There's a saying that if you like sausage, don't ever watch how it's made.
The same goes for some of the jobs that exist within the snowmobile industry. People on the outside think it's all glamourous and high-roller stuff, but the people doing these jobs know the truth.
Take the job of a snowmobile engineer at one of the OEMs. I've heard dozens of people tell me how cool it would be to travel the continent looking for snow, testing seven days a week, designing cool new parts and features and knowing what's coming out three, four or five years before anybody else. I'm even guilty of thinking that would be a good career path.

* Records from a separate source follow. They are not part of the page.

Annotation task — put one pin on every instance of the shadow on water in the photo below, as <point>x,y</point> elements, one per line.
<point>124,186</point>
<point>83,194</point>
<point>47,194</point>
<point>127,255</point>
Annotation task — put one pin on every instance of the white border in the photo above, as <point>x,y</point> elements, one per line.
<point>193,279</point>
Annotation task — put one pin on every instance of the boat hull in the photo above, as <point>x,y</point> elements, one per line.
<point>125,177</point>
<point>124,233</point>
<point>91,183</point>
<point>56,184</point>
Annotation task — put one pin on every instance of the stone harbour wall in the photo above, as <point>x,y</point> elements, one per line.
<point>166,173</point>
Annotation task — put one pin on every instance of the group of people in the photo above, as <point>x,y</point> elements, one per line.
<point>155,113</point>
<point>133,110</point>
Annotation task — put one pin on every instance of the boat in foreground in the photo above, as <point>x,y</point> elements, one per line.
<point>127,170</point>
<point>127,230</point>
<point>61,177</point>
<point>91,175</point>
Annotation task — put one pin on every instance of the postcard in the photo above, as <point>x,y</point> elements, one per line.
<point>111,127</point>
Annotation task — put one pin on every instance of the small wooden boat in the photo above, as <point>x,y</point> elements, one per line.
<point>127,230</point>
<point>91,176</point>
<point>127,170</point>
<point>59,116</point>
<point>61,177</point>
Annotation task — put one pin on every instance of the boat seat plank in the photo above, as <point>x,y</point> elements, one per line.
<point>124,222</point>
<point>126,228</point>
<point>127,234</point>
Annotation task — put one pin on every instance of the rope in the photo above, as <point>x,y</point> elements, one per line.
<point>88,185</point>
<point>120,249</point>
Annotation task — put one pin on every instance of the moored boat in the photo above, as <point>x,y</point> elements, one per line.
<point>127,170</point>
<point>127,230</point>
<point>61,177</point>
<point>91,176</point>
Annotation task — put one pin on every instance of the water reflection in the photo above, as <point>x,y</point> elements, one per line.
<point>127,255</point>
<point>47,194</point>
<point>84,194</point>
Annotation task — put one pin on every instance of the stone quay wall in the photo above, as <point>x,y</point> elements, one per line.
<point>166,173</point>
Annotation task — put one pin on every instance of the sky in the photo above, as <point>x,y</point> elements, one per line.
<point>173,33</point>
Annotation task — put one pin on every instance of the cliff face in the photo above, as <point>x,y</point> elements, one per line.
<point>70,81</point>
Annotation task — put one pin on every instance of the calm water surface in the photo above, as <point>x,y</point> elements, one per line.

Then I got to see the reality of that position. Do they travel the continent looking for snow? Yes. In the crammed seat of a six-year-old pickup with three other engineers, driving all night, working all day, riding occasionally but always under pressure. They test non-stop, but what you might think defines that process is not reality. Testing means gathering and interpreting data. If you're not doing that, you're just riding. Some of these guys ride with laptops hooked to the sled. Durability testing is even worse--hundreds of miles a day around the same two-mile loop in a field behind the factory. Do they know what the 2015 or 2016 models look like right now? In most cases, yes. But it's like changing time zones--once you're used to working on sleds that are three years ahead of the current year, they are your current year. Plus, if you tell somebody about it, no more job.
How about a race team manager for one of the factory disciplines? You get to travel, go anywhere you want on the course, talk to drivers about sled setup and all that cool behind-the-scenes stuff that goes on at races. That part is cool, but you spend 95 percent of your time resolving everybody else's issues. And by issues we mean people bitching about stuff. You're the babysitter, the decision maker, the scheduler, coordinator, head honcho and the guy that dumps the trash all in one overworked package.
What about owning a dealership? Huge overhead.
Wholesaler at the snow shows? Not just at the one show you went to... all of them.
Pro racer? It's a part-time job for all but a few, and the other part-time job better be good, because it gets expensive.
Honestly, the best position to be in is just to be some regular guy who gets to pick his own sled, choose his own gear, ride when he wants to and stay home when he doesn't.
You've got the best job in the sport.